July 6 (NBD) -- Chinese conglomerate Fosun International Limited (00656. HK) Wednesday announced that it has submitted an application for the proposed spin-off and separate Hong Kong-listing of its wholly-owned subsidiary, Fosun Tourism and Culture Group (Cayman) Company Limited (FTC).
FTC and its subsidiaries constitute an integrated tourism group that provides customers with one-stop tourism and leisure lifestyle experiences.
According to financial results of Fosun International for the year 2017, the company reaped approximately 88.03 billion yuan (13.3 billion U.S. dollars) in revenue, and the profit contributable to shareholders of the parent company stood at 13.16 billion yuan (2.0 billion U.S. dollars), to which the happiness sector (mainly tourism and culture businesses) only contributed 3.8 percent, far lower than the health sector's 10.4 percent and the wealth sector's 85.8 percent.

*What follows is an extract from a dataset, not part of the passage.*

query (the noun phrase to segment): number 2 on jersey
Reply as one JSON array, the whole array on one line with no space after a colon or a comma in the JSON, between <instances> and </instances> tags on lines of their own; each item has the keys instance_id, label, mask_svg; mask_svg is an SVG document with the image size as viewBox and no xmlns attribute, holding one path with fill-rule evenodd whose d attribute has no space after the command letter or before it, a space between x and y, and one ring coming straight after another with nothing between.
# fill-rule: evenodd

Happiness, health and wealth sectors make up Fosun International's customer-to-maker (C2M) ecosystem.
With regard to the reason why Fosun International chose to spin off the tourism and culture businesses with relatively small profit contribution, Shen Meng, executive director of Chanson Capital, explained Fosun International may get a head start amid market downturn. However, Shen also mentioned the possibility of financial strain caused by concentrated listings in Hong Kong in a short period of time.